Siempre busco experiencias económicas y auténticas, y este destino me sorprendió con todo lo que ofrece: naturaleza, historia y tranquilidad, sin necesidad de gastar una fortuna.
Aquí también habitan los estromatolitos, formaciones rocosas vivientes que son de las más antiguas del planeta 🌍. Además, la laguna y sus alrededores son hogar de una rica biodiversidad: entre manglares y selva baja se pueden ver aves como garzas, cormoranes y, con un poco de suerte, hasta un halcón sobrevolando en busca de presas. En el agua viven pequeños peces y caracoles, y en las orillas crecen plantas acuáticas que ayudan a mantener el equilibrio del ecosistema.

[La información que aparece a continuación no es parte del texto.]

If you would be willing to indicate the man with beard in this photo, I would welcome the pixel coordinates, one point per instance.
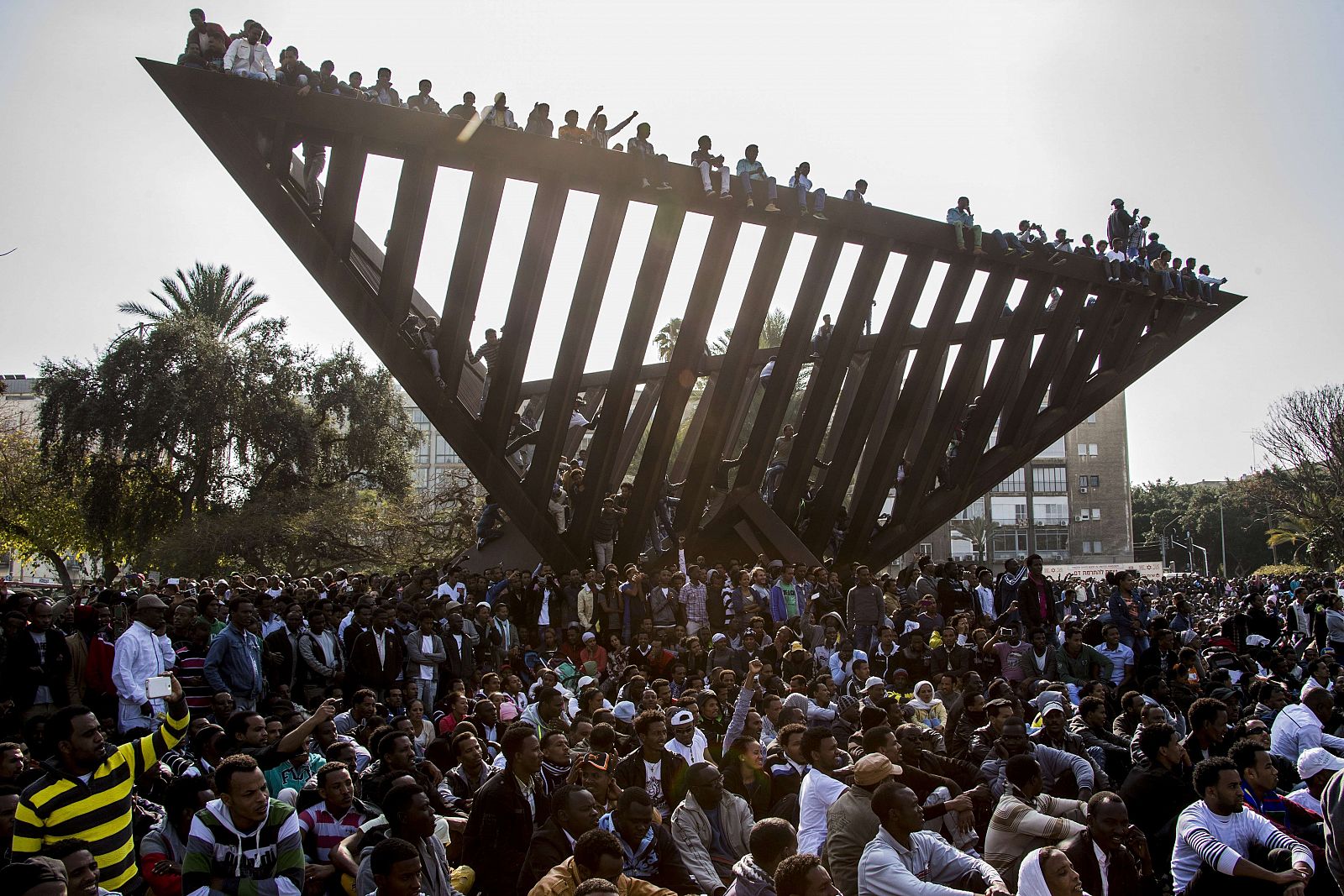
(1215, 839)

Mi ruta empezó con un vuelo a Cancún en tarifa zero en Viva Aerobus por menos de $3000 pesos, ida y vuelta. Desde ahí tomé transporte hacia Bacalar. Esa es la esencia de este blog: mostrar que viajar no siempre significa vaciar la cartera, sino encontrar opciones inteligentes.

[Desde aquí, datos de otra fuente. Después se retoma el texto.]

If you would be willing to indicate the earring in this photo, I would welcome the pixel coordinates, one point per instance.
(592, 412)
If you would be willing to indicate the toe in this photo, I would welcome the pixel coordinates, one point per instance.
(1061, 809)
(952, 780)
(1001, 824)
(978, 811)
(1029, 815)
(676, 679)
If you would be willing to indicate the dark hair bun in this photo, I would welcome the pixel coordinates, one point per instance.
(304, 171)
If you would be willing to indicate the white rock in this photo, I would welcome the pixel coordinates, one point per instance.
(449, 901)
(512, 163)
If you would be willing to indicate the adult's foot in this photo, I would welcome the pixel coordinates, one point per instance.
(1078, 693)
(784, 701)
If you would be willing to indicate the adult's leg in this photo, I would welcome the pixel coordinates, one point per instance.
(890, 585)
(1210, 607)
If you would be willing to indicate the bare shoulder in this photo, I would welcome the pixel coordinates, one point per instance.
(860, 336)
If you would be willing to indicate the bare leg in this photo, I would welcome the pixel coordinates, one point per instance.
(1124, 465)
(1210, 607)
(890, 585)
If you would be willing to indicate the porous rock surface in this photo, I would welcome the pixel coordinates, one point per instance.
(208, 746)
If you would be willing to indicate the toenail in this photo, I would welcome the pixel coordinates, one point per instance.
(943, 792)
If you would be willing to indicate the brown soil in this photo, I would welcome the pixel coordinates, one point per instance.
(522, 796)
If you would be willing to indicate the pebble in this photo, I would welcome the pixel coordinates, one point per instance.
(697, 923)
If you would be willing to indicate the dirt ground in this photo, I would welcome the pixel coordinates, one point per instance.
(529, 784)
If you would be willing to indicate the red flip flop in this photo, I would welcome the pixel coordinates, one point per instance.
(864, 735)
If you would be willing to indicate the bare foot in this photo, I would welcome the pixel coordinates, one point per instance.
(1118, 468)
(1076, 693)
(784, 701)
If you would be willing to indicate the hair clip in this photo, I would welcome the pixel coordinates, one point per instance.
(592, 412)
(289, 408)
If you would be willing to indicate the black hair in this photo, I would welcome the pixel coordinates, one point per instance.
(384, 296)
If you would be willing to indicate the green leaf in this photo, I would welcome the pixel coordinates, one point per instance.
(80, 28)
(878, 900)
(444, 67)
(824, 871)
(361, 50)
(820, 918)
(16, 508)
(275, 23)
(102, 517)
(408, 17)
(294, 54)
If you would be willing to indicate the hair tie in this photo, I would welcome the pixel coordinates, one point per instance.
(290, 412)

Existen varias maneras de llegar a Bacalar desde Cancún y te recomiendo checarlas todas antes de tu viaje, porque a veces surgen ofertas que puedes cazar y ahorrar mucho:
Autobús ADO: una de las opciones más cómodas. El trayecto dura entre 5:30 y 6 horas y los boletos rondan entre $600 y $900 MXN dependiendo del horario y tipo de servicio. Ideal si no quieres preocuparte por manejar.

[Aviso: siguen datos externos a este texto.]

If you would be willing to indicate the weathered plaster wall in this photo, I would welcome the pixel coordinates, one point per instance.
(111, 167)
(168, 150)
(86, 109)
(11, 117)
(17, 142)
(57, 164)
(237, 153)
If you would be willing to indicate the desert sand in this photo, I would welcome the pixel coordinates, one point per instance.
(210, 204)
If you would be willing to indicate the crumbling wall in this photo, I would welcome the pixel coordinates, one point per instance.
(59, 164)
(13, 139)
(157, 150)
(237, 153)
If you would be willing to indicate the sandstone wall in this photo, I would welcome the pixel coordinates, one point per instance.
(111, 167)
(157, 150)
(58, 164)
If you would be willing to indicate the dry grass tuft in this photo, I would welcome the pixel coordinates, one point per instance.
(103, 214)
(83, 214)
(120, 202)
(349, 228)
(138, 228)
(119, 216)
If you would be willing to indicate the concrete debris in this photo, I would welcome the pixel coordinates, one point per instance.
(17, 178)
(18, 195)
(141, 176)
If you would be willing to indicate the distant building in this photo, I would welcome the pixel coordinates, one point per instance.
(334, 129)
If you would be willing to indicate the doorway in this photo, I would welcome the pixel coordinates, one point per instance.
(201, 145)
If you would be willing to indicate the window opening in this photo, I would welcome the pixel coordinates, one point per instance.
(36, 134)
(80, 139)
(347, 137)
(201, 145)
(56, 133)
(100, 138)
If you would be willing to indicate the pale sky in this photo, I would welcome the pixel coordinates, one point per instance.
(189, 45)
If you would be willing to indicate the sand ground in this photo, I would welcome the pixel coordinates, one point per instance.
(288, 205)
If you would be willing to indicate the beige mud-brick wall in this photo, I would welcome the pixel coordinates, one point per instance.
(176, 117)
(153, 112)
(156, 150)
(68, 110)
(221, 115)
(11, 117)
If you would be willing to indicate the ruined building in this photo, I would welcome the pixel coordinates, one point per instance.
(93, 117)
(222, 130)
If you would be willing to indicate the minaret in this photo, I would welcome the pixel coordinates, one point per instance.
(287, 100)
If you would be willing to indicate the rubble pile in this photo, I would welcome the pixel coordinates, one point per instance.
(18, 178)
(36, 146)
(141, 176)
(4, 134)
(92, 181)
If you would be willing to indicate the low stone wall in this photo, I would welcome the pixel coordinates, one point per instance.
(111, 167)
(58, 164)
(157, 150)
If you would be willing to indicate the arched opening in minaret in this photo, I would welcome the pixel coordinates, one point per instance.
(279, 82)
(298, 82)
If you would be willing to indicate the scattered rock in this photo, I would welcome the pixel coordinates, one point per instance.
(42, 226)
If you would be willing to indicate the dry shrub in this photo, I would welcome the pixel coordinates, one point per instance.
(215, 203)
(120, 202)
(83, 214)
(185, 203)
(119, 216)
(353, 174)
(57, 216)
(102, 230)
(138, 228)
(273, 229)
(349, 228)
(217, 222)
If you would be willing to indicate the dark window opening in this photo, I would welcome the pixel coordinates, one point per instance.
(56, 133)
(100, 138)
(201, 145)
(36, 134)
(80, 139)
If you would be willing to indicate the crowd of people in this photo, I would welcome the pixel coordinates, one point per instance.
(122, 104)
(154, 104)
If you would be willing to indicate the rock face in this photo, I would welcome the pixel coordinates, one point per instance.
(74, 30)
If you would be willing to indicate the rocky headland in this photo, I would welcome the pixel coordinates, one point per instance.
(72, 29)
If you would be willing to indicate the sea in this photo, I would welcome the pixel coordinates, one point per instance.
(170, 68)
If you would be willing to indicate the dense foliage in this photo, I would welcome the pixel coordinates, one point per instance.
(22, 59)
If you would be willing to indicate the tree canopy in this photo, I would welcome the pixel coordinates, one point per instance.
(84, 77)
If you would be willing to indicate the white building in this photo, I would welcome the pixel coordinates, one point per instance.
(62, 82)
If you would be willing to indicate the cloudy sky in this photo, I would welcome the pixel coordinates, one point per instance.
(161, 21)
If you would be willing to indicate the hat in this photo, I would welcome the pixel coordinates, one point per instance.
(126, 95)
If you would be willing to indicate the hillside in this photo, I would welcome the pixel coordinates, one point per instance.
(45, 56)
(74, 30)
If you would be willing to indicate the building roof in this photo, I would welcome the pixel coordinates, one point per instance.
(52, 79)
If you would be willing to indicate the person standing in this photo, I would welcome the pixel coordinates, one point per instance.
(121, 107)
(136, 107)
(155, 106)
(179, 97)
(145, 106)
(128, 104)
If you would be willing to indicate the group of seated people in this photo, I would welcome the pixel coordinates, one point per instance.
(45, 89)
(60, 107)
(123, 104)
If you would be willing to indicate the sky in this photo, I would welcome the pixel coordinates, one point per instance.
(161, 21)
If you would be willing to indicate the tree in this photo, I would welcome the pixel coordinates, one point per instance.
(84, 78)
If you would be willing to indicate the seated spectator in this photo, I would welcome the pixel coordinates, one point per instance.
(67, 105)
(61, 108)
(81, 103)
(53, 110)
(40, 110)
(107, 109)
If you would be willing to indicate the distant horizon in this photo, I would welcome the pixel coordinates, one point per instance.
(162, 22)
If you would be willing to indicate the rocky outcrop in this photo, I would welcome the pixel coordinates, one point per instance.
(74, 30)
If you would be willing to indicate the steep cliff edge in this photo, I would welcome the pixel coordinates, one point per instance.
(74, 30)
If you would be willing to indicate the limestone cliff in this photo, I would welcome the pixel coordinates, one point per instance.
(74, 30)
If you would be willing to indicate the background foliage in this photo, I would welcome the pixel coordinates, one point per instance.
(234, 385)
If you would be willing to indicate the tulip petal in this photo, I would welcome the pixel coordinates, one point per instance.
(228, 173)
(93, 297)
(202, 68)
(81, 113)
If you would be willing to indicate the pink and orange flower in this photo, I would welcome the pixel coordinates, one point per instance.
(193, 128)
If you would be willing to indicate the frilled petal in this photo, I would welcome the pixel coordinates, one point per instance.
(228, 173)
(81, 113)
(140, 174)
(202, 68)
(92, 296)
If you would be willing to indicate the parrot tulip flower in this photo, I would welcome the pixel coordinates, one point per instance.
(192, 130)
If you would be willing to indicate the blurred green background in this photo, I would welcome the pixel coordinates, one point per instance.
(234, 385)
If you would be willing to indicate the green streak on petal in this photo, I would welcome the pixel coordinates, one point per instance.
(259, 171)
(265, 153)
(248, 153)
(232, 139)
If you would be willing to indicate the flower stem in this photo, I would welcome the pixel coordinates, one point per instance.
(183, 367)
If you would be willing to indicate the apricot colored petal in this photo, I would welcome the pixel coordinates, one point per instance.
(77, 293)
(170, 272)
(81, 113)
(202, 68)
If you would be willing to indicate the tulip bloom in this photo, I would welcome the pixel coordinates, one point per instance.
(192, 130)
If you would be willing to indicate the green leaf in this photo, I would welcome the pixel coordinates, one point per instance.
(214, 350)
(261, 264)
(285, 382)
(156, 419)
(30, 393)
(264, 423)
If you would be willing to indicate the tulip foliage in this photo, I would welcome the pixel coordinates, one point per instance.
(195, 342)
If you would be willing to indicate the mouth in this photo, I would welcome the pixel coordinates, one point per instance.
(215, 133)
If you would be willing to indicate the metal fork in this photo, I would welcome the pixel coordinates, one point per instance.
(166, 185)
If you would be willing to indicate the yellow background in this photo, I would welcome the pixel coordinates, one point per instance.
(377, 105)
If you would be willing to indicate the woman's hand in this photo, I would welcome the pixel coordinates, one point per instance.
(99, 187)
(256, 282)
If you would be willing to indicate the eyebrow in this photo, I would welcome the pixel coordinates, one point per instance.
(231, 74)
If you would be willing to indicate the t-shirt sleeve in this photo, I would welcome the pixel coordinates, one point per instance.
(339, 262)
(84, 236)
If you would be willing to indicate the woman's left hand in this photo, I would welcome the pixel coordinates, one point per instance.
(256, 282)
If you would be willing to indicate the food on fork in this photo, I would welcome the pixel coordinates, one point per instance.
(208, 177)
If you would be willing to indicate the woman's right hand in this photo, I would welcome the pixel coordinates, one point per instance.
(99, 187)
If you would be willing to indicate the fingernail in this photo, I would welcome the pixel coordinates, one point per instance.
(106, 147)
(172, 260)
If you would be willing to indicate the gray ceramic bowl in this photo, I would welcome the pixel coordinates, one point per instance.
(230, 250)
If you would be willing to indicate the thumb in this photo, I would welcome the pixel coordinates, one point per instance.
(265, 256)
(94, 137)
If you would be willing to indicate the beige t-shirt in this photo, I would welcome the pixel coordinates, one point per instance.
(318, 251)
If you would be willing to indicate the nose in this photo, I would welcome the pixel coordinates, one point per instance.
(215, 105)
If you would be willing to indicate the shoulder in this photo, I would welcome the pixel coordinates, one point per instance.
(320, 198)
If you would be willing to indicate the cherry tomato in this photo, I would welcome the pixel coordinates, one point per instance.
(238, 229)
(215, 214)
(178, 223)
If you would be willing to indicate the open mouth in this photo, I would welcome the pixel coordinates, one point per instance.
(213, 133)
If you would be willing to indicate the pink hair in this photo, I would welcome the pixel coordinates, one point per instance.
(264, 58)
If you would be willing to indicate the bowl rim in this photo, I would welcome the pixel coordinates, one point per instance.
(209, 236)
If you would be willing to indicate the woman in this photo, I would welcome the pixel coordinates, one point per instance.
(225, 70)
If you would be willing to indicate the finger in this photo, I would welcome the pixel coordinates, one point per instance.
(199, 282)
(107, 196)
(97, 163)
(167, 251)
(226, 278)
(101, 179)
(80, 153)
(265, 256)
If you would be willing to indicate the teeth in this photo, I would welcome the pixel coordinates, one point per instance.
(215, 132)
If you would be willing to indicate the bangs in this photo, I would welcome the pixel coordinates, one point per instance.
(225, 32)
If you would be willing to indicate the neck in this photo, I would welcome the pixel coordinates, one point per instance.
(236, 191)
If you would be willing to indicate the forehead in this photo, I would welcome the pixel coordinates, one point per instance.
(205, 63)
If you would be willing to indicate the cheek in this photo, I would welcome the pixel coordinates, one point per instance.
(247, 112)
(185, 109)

Tren Maya: Bacalar ya cuenta con estación de Tren Maya 🚉. El viaje dura aproximadamente 4 a 5 horas y los precios varían mucho: desde $448 MXN para nacionales hasta más de $1700 MXN si eres turista internacional o viajas en clase premier. Una experiencia distinta y con paisajes bonitos en el camino.
Auto particular o rentado: conducir desde Cancún toma entre 4 y 5 horas. Debes contemplar gasolina + casetas + posible renta y seguro. La ventaja es la flexibilidad de horarios y paradas intermedias, aunque es la opción menos económica si viajas solo.
💡 Tip del Alebrije: revisa siempre las páginas de ADO, el portal del Tren Maya y las apps de vuelos/renta de autos antes de viajar. A veces aparecen promociones sorpresa que hacen toda la diferencia.
El pueblito de Bacalar también tiene su historia. En el centro se encuentra el Fuerte de San Felipe, construido en el siglo XVIII para defenderse de ataques piratas. Desde ahí se tienen vistas increíbles y se puede conocer un poco más del pasado de este lugar.
La actividad que más disfruté fue un paseo en velero con Diego, un guía local que te lleva a conocer los rincones más bonitos de la laguna con la calma del agua. Junto con el recorrido también hicimos snorkel, para asomarnos a la vida acuática bajo la superficie, y una sesión de kayak, perfecta para remar a tu propio ritmo y conectar aún más con la tranquilidad del lugar. Fue una experiencia mágica y 100% recomendable.
Me quedé en un Airbnb llamado Estancia Amanakay. No está frente a la laguna, pero la relación calidad-precio es excelente: habitaciones cómodas, alberca para refrescarse y, además, préstamo de bicicletas 🚲 que hacen todo más fácil para recorrer el pueblo. Súper recomendable si viajas con presupuesto limitado.
Bacalar es un recordatorio de que viajar no es un lujo inalcanzable. Se puede descubrir un paraíso natural, lleno de historia y cultura, gastando menos y disfrutando más. Lo importante no es cuánto inviertes, sino cómo vives la experiencia.